Douthat: I think Africa’s role is uncertain, as it is in geopolitics as well. It’s the only continent with a swiftly growing Catholic population, its churchmen and Mass-goers tend to be more conservative than elsewhere, and so there’s a natural sense among conservative Catholics in the West that Africa is the future of the Church and, say, the liberal Germans are the past.
But this hope can be overdrawn: for all that Christianity has, as yousay, ancient roots in Africa, in the modern context the Church there is rich in faith but still limited in its ability to project influence abroad — it lacks the money, the institutions, the universities, and (again) the money that other parts of the Church take for granted, which is part of why Northern European bishops with two-thirds empty churches can still exert greater influence over the institutional life of the Church than any sub-Saharan group of bishops.
In that sense, it’s a great example of why the Church’s future is so uncertain — it’s hard to imagine Western liberal Catholicism carrying all before it, but it’s also hard to see the institutional levers that would let African Catholicism translate its growing numbers into greater clout. (And if it finds them, there’s no guarantee that with wealth and influence the African Church will remain conservative.) Which is why, ultimately, I think if Africa exerts a decisive influence it will be through some unexpected matrix that emerges amid northward migration and trans-Saharan interchange — a kind of Eurafrican Christianity, if you will, that becomes a counterweight to both European secularism and to the Muslim-influenced Eurabia that may also be emerging.
Butler: Imagine yourself, as you do in the book, as a 25th-century historian of Catholicism. Where do you think the Church’s current troubles will fit in the Church’s grand history? What is their most likely outcome? Schism? Unity? Collapse? Apocalypse?
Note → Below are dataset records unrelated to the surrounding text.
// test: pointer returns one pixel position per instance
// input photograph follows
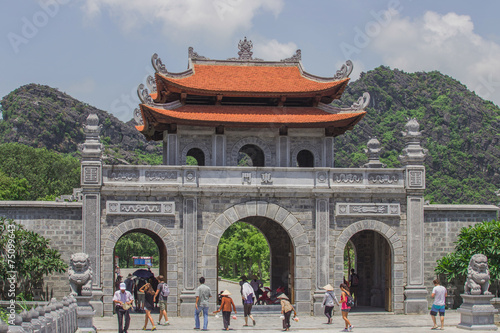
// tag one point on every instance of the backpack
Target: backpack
(165, 290)
(349, 301)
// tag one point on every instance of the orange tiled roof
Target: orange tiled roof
(251, 79)
(248, 116)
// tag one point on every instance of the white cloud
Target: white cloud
(442, 42)
(273, 50)
(184, 18)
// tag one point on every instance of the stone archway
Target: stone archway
(396, 257)
(160, 235)
(289, 223)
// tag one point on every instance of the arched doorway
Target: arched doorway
(379, 262)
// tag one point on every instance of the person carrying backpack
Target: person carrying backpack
(346, 301)
(162, 293)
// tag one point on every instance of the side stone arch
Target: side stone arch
(233, 158)
(278, 214)
(397, 260)
(202, 147)
(109, 241)
(314, 150)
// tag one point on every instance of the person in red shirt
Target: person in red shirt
(225, 307)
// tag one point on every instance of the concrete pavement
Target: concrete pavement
(363, 322)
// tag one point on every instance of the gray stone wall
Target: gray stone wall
(59, 222)
(442, 224)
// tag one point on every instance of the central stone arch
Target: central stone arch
(397, 257)
(289, 223)
(160, 235)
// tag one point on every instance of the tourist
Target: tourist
(149, 305)
(161, 295)
(256, 285)
(123, 301)
(286, 311)
(439, 294)
(329, 300)
(225, 307)
(345, 308)
(247, 297)
(202, 293)
(353, 285)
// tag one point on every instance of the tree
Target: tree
(481, 238)
(27, 256)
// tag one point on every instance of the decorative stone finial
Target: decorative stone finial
(413, 153)
(373, 153)
(80, 275)
(478, 276)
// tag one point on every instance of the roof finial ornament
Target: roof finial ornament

Douthat: If we make it to the 25th century, we can rule out apocalypse. But I think that the Francis era will be studied as a moment when the post–Vatican II conflicts in the Church came to a head — and since those conflicts are wide and deep and important, I think we’re living through a period that will be remembered as analogical to the major controversies I compare it to above. The Jansenist–Jesuit battle is probably my minimalist analogy; depending on the actions of Francis’s successors, the scope of possible liberalization and the scale of conservative and traditionalist reaction, an analogy to the Arian–Athanasian controversy might be more appropriate. And ultimately, I suspect that for this era of controversy to really end it will take another ecumenical council, some decisive rulings, and probably some faction in the Church breaking off into near-permanent schism. But I could easily imagine it taking 50 or a hundred years before we reach that point.
Butler: What’s weirder: tweeting cardinals or tweeting presidents?
Douthat: If you read the polemics of the Reformation, I think it’s fair to say that a tweeting president is more unusual, since we have a much longer history of high churchmen behaving in . . . well, all sorts of different ways.